The medical system in Uganda is extremely fragmented. Tiers of services, public and private, are designed to provide healthcare from rural communities to large towns and cities. The need for a low-cost solution is greatest in the rural health clinics where demand is often very high, and medical resources are spread thinly. An effect of the low doctor to patient ratio is that medical practitioners are too busy to provide peer-to-peer advice and training, so adoption of new technology can become a hard sell. To access the smaller clinics both MamaOpe and Matibabu must ensure the technology can be adopted first by national and regional referral hospitals, followed by smaller hospitals and eventually clinics. In doing so they plan to work collaboratively with the healthcare community to develop training materials. Additionally, Matibabu and MamaOpe must also consider the patient education required to provide assurance that the new device is as accurate as the traditional tests. Initial feedback in early trials indicated that the majority of patients would prefer the traditional blood test as it was perceived as a more trustworthy source.

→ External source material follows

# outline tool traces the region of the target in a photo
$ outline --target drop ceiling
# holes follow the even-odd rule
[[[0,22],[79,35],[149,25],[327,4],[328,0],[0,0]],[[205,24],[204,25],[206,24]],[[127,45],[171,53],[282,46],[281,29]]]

For a parent who is already worried about the health of their young child, convincing them that the new test is as accurate is a huge hurdle.

Even before the teams can take their product to market they must first navigate the regulatory system and take their devices through several long rounds of clinical trials. Taking a medical device to market means adhering to strict laws which govern the quality and ethics of the device. Finding experts able to support through this journey has been a challenge, however both teams are supported by the ResilientAfrica Network, a partnership of 18 Universities across 13 Countries funded by USAID. RAN offer the teams guidance and access to expertise, as well as access to funding through the ResilientAfrica Network to help develop and pilot scalable solutions.


The really exciting aspect of MamaOpe’s and Matibabu’s visions is their global potential. Pneumonia and malaria affect people around the world. Those in rural and less-wealthy urban communities are impacted disproportionately and building out tailored go-to-market strategies requires a deep understanding of the communities and the healthcare systems. Developing a macro level understanding is critical and partnerships with corporates with relevant expertise could be vital to their success, helping provide assistance both with gaining necessary regulatory and legal approval, and with developing a strategy that facilitates the scale- up required to meet global demand.

The Baobab Network ran a week long Entrepreneur in Residence programme linking the MamaOpe and Matibabu teams with consultants and investment specialists from across the globe to assist with developing their financial models, go-to-market strategies and build out their development roadmaps. While the paths to take their products to market are complex, both teams are driven by a desire to tackle a local issue affecting some of the vulnerable members of society.